A serious adoption strategy, therefore, has to include engineering for the harness: permission policies, sandboxing, approved tool registries, context governance, secure MCP configurations, audit logs, rollback paths, CI integration, evaluation suites, and human review procedures. It also has to include training users not just to "prompt better," but to supervise better: to set constraints, provide verification targets, inspect diffs, understand failure modes, and know when not to delegate. This is, in many ways, the same shift we described in our previous post on agentic development: the engineer becoming an orchestrator who oversees multiple agents, defines high-level goals, resolves conflicts between them, and reviews the resulting pull requests, rather than a coder hunched over every line.
This is where another social media comment I saw becomes important. It said something like "Anyone shocked by this clearly didn't grasp the fundamentals of AI agents from the start." Comments like this one are harsh, but the underlying idea is reasonable. In the agent literature, the model has long been only one piece of a loop that includes planning, memory and tool use. What Claude Code makes visible is a remarkable production version of that idea. The glamorous part is the model response; the hard part is everything required before and after it.
The unresolved risk: people may learn less while doing more
Liu et al.'s paper isn't unreservedly enthusiastic. It raises a concern about long-term human capability. Claude Code may amplify short-term productivity, but the authors note that its architecture offers limited mechanisms that explicitly support long-term human improvement, deeper understanding, and sustained codebase coherence. They treat this as an evaluative lens rather than a core design value.
That concern shouldn't be brushed aside. If developers lean on agents to navigate codebases, make changes, and fix tests, they may ship faster while understanding less. If security analysts rely on agents to triage findings and propose fixes, they may process more alerts while losing the habit of deep manual investigation. And if executives measure only throughput, they may miss a slow decline in codebase coherence, review quality, or junior talent development.

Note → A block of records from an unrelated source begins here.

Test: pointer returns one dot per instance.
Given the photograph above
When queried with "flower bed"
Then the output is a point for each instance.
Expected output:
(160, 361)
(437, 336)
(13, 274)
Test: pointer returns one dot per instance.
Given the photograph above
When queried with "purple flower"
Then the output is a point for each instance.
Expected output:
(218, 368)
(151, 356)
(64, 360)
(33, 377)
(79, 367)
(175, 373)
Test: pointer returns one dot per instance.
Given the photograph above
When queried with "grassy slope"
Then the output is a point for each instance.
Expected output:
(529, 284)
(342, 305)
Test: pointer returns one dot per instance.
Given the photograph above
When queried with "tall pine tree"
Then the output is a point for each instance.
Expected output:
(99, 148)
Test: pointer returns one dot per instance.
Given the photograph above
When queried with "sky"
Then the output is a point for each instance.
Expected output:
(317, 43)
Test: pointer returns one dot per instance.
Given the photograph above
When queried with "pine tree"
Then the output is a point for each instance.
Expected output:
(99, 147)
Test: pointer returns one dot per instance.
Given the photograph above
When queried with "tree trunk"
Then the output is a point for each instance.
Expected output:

The answer is not to reject agentic tools. It is to design workflows that preserve learning. Require agents to produce concise explanations of every change; ask for tests before fixes; use plan mode for complex work; have reviewers inspect not only whether tests pass, but also whether the agent respected architecture, threat models, and maintainability constraints; and treat agent output as a draft that has to earn trust through evidence.
A good coding agent should make professionals more capable, not just busier at a higher level of abstraction.
Conclusion: the future belongs to the harness
Claude Code is impressive, in part, because its model is powerful. But the deeper lesson of the referenced paper is that production agents succeed or fail depending on the infrastructure surrounding the model. The loop may be simple; the system is not.
For developers, the practical takeaway is to use agentic coding tools as collaborators inside an engineering workflow, not as autonomous substitutes. Security analysts have an architectural job to do: evaluate permissions, tools, context, memory, connectors, and logs, and not only the model's refusal behavior. And for executives, the question is strategic: the companies that get the most out of AI agents will be the ones that invest in the harness, the policies, and the verification culture around them.
The next phase of AI adoption will not be defined by a contest between humans and agents. It will be defined by how well organizations design the space where humans, models, and software systems work together. Claude Code's example was very valuable here because it shows how much engineering must be in place before an agent can act responsibly. In conclusion, useful AI agents are more engineering than magic.